That's really competitive with the illicit market. … At the lower end, legal cannabis can now provide the number one value proposition of the illicit market, which was low prices. And that's on top of convenience, legality, testing and safety. Since sales started in 2018, we've been waiting for this inflection point, and the question now is whether things will continue to change.”

Why have prices dropped?

“Because we have 7,911 farm licenses for cannabis in California. Experts think that translates to roughly 1,700 acres of cannabis production that's actually operational. At the same time, there might only be 1,000 acres worth of sales going on at legal stores. So, basic supply and demand still holds. 

Farmers had a really great 2020 outdoor harvest of which they held on to a lot, and they're trying to unload it this year. What they're encountering is even more cannabis that [grew] this spring that is coming into stores. And [there’s] more cannabis that's coming in from the harvest this year behind it. 

Structurally, the farmers are saying [they’re] seeing an oversupply problem and the illicit market. And that's going to continue to drive prices down.”

Is this something growers could see coming?

“I remember 10 years ago RAND researchers said, ‘Hey, we ran the numbers. And if you fully legalize cannabis, it can be one-tenth the price of cannabis at prohibition prices.’ And that's the case.

At the peak in the 90s, you could get $6,000 a pound for indoor OG Kush. Right now, farmers are reporting getting $600 a pound for that same strain. … The question was how fast and how soon those price declines would come for California [with] regulation and implementation.”

But that already happened in Oregon. In 2019, I went up there and bought an eighth ounce for $6. That's not $60 or $16 — $6. 

We're in this period of industrialization and economies of scale that have happened to every other plant on the planet previous to cannabis. And with prohibition lifting, that change is coming. That's been basically eight years in the making.”

What’s light deprivation, and how is it affecting the market?

“We're in August right now, and it’s the full season of outdoor cannabis plants.
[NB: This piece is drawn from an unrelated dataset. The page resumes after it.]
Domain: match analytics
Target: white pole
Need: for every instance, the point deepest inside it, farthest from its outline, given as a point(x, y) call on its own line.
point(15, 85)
Cannabis is an annual plant that gets planted in the spring and usually gets harvested in the fall. That stuff is still ripening in the fields according to the timeline of the sun and the length of the night. 

But farmers figured out that you could trick the plant into flowering early by creating longer nights by depriving the plant of light. That is [done by] throwing tarps over a greenhouse while the day is still going, making the plant think that it's actually the fall and the night is really long. 

Light deprivation has revolutionized cannabis cultivation and will continue to do so. I think the future of cannabis grown in California will be grown in greenhouses year round, using these light deprivation techniques. 

It's only taken off over the last five or 10 years, and it's completely changed the game. Light deprivation cannabis will be sub-indoor quality in terms of the THC and the terpenes, but the savings from using the sun as well as hitting in different times of the season changed the game for consumers. They're going to be able to have the best year round and pay really low prices for it.”